Syphax, king of the Massaesyli in W. Numidia, fought for the Carthaginians during the second Punic war, and was finally defeated and captured by Scipio in 203 b.c. After his fall Masinissa, King of the Massyli, was left supreme in Numidia.

duumvir. The chief magistrates in a colonia were styled duumviri iure dicundo.

the dignity of my position. This is generally interpreted as meaning that Apuleius himself had become duumvir. It is more likely, considering his age and his continued absences from Madaura, that it means merely the position acquired for him by his father's distinguished office.

[Chapter 25.] Magician is the Persian word for priest. 'The name magi applied to all workers of miracles, strictly designates the priests of Mazdeism, and well-attested tradition made certain Persians the inventors of genuine magic, the magic which the Middle Ages styled the black art. If they did not invent it, for it is as old as humanity, they were at least the first to give magic a doctrinal basis and to assign it a place in a well-defined theological system.... By the Alexandrian period, books attributed to Zoroaster, Hostanes, and Hystaspes were translated into Greek.' Cumont, Les Religions Orientales dans le Paganisme Romain, p. 227. Cp. Pliny, N.H. xxx. 7. Plato, Alcibiades i. 121 e.

Zoroaster, son of Oromazes, the founder of the ancient religion of Persia (Mazdeism).

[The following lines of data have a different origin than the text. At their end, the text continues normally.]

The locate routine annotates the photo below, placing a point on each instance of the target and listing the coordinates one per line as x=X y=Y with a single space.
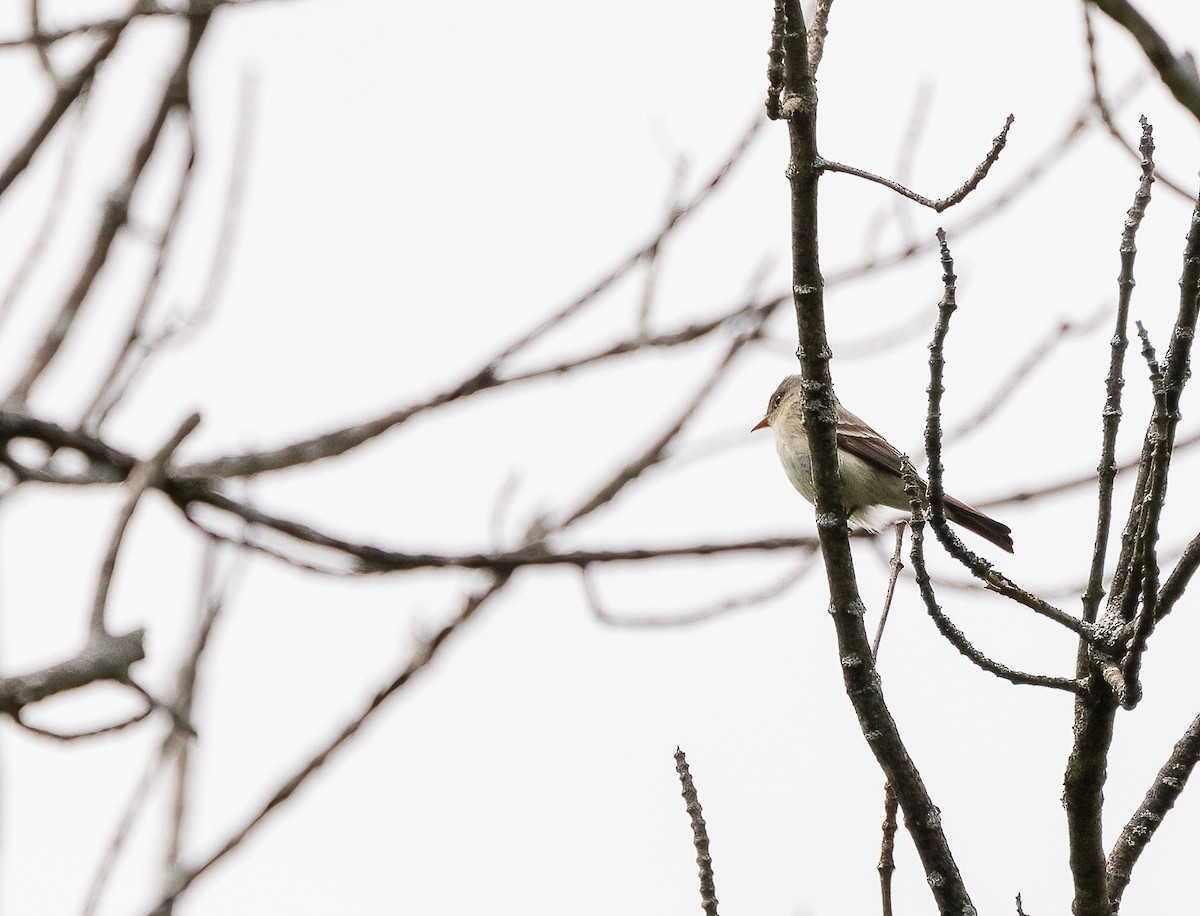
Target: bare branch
x=653 y=620
x=105 y=658
x=1179 y=73
x=117 y=213
x=945 y=203
x=887 y=846
x=945 y=626
x=143 y=477
x=700 y=836
x=895 y=564
x=1107 y=471
x=1161 y=797
x=420 y=660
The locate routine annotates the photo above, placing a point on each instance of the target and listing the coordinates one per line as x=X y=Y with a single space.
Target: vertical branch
x=700 y=836
x=117 y=214
x=798 y=103
x=1107 y=471
x=887 y=846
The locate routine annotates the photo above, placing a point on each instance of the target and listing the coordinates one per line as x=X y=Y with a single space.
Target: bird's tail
x=982 y=525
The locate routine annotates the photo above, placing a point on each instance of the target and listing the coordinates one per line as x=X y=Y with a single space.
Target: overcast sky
x=424 y=184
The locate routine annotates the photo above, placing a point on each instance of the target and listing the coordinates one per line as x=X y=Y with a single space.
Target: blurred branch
x=700 y=836
x=143 y=477
x=1179 y=73
x=103 y=658
x=115 y=215
x=141 y=9
x=1105 y=112
x=69 y=90
x=419 y=662
x=699 y=615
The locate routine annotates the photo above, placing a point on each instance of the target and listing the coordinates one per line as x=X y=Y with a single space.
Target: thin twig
x=887 y=866
x=895 y=564
x=1110 y=417
x=419 y=662
x=1179 y=73
x=945 y=203
x=143 y=477
x=699 y=834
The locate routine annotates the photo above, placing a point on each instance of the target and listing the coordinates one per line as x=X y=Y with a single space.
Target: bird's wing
x=862 y=441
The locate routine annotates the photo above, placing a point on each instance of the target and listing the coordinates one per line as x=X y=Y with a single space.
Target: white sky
x=427 y=181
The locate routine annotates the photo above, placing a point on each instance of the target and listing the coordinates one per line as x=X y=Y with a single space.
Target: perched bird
x=869 y=467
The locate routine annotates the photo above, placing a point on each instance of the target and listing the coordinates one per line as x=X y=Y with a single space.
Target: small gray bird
x=868 y=464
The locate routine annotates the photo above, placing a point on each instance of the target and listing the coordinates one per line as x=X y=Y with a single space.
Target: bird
x=870 y=468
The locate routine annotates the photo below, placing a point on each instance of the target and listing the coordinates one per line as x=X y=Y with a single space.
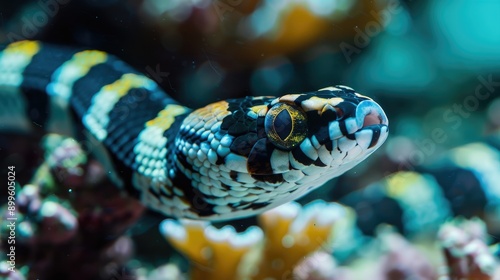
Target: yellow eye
x=286 y=126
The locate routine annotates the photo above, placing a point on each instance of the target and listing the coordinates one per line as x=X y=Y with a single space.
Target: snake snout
x=370 y=113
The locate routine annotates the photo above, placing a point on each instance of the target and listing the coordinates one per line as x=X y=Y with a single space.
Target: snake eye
x=285 y=125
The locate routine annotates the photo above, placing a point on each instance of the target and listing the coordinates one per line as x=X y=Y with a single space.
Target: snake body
x=229 y=159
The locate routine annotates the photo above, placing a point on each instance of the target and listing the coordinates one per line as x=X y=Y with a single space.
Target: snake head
x=248 y=155
x=315 y=136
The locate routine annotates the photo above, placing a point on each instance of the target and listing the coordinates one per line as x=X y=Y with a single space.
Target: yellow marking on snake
x=97 y=116
x=26 y=48
x=315 y=103
x=260 y=110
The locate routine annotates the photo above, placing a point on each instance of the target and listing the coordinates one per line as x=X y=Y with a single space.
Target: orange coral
x=289 y=234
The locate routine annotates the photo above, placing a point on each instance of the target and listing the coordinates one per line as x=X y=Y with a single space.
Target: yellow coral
x=289 y=234
x=292 y=233
x=213 y=253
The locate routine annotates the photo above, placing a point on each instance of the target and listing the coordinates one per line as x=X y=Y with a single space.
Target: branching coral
x=289 y=234
x=70 y=219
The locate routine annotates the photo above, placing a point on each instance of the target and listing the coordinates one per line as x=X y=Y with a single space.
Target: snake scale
x=229 y=159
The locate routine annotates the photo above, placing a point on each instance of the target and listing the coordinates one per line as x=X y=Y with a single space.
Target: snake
x=230 y=159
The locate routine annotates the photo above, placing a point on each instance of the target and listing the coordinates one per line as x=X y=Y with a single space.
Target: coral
x=70 y=219
x=289 y=234
x=466 y=253
x=213 y=253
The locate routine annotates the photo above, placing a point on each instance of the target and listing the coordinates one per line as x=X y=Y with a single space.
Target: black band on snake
x=230 y=159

[Chapter 26.] Plato. The allusion is to Charmides, p. 157 a. Socrates offers Charmides a charm to cure the headache. But the charm will do more than cure the headache. 'I learnt it, when serving with the army, of one of the physicians of the Thracian King Zamolxis. He was one of those who are said to give immortality. This Thracian said to me ... "Zamolxis, our king, who is also a god, says that as you ought not to attempt to cure the eyes without the head or the head without the eyes, so neither ought you to attempt to cure the body without the soul,"... "For all good and evil, whether in the body or in human nature, originates, as he declared, in the soul, and overflows from thence, as from the head into the eyes. And therefore if the head and body are to be well, you must begin by curing the soul; that is the first thing. And the cure has to be effected by the use of certain charms, and these charms are fair words; and by them temperance is implanted in the soul, and where temperance is, there health is speedily implanted, not only to the head, but to the whole body."' (Jowett's Translation.) Apuleius scarcely makes a fair use of Plato's words, which he has so far detached from their context as to give them almost entirely a new meaning.

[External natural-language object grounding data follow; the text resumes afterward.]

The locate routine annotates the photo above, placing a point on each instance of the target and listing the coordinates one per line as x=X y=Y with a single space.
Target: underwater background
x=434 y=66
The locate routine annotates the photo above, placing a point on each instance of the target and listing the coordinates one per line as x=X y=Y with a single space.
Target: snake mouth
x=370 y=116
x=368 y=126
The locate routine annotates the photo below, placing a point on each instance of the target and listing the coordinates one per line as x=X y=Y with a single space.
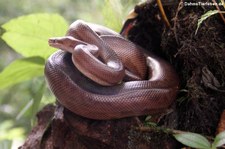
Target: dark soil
x=199 y=60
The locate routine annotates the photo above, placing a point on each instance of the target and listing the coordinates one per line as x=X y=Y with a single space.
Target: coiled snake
x=107 y=76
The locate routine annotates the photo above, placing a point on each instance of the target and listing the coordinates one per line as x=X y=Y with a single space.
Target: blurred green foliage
x=26 y=92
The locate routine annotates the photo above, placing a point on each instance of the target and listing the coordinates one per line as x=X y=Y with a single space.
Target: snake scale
x=100 y=75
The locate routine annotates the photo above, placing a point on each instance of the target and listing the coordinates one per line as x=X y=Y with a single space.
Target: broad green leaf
x=21 y=70
x=193 y=140
x=112 y=13
x=219 y=140
x=204 y=17
x=7 y=131
x=28 y=35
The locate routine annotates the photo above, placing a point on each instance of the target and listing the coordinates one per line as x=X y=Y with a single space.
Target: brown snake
x=140 y=83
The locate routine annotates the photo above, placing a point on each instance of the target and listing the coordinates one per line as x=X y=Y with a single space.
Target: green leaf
x=112 y=13
x=219 y=140
x=21 y=70
x=204 y=17
x=193 y=140
x=28 y=35
x=7 y=131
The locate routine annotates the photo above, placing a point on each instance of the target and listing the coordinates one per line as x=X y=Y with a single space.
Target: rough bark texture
x=199 y=60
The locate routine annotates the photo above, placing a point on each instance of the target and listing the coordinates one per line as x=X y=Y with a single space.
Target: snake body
x=151 y=83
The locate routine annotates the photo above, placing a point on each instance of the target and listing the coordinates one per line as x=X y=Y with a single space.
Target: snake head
x=66 y=43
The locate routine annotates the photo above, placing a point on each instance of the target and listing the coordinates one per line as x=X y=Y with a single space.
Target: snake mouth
x=54 y=42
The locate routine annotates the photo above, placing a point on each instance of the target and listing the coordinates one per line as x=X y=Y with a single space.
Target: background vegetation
x=20 y=102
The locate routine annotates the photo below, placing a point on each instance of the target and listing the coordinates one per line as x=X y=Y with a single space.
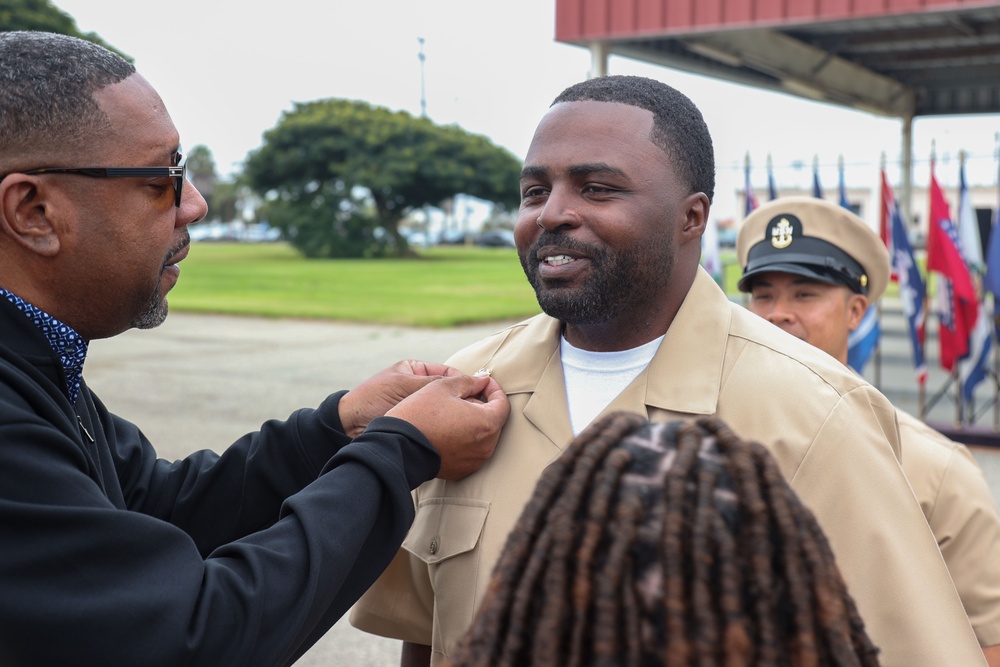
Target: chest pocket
x=446 y=527
x=446 y=535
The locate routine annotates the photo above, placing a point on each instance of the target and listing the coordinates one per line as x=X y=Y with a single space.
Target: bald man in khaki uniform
x=615 y=195
x=812 y=268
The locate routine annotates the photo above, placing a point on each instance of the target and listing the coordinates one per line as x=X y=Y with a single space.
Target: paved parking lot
x=201 y=381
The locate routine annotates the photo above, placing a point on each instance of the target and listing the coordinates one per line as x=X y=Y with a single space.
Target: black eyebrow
x=534 y=172
x=575 y=171
x=596 y=168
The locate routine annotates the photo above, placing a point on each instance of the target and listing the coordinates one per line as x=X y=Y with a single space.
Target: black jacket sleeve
x=109 y=556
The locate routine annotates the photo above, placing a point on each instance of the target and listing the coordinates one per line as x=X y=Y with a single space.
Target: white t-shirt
x=593 y=379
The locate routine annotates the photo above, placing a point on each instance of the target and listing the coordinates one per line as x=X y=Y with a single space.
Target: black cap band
x=811 y=257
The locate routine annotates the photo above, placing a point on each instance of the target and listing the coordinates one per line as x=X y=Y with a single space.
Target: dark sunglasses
x=178 y=174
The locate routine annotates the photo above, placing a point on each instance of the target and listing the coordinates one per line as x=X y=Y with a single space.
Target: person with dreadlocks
x=616 y=189
x=674 y=543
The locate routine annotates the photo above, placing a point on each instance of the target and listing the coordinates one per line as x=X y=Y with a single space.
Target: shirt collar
x=67 y=344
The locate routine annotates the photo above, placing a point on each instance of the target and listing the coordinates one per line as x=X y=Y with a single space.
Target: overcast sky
x=228 y=68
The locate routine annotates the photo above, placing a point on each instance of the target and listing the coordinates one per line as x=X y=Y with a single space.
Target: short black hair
x=48 y=82
x=678 y=126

Zamolxis, probably an indigenous deity of the Getae. Greek legend made him a Getan slave of Pythagoras, who on manumission went home, became priest of the chief deity of the Getae, and taught the Pythagorean doctrine of the immortality of the soul.

[Chapter 27.] Anaxagoras of Clazomenae, born about 499 b.c. He came to Athens and had great influence there, being the friend of Pericles and Euripides. He was, however, banished for unorthodoxy and died at Lampsacus aged 72.

Leucippus, the founder of the atomic theory. His exact date and place of birth are uncertain.

Democritus of Abdera, born about 450 b.c. He developed the atomic theory of Leucippus.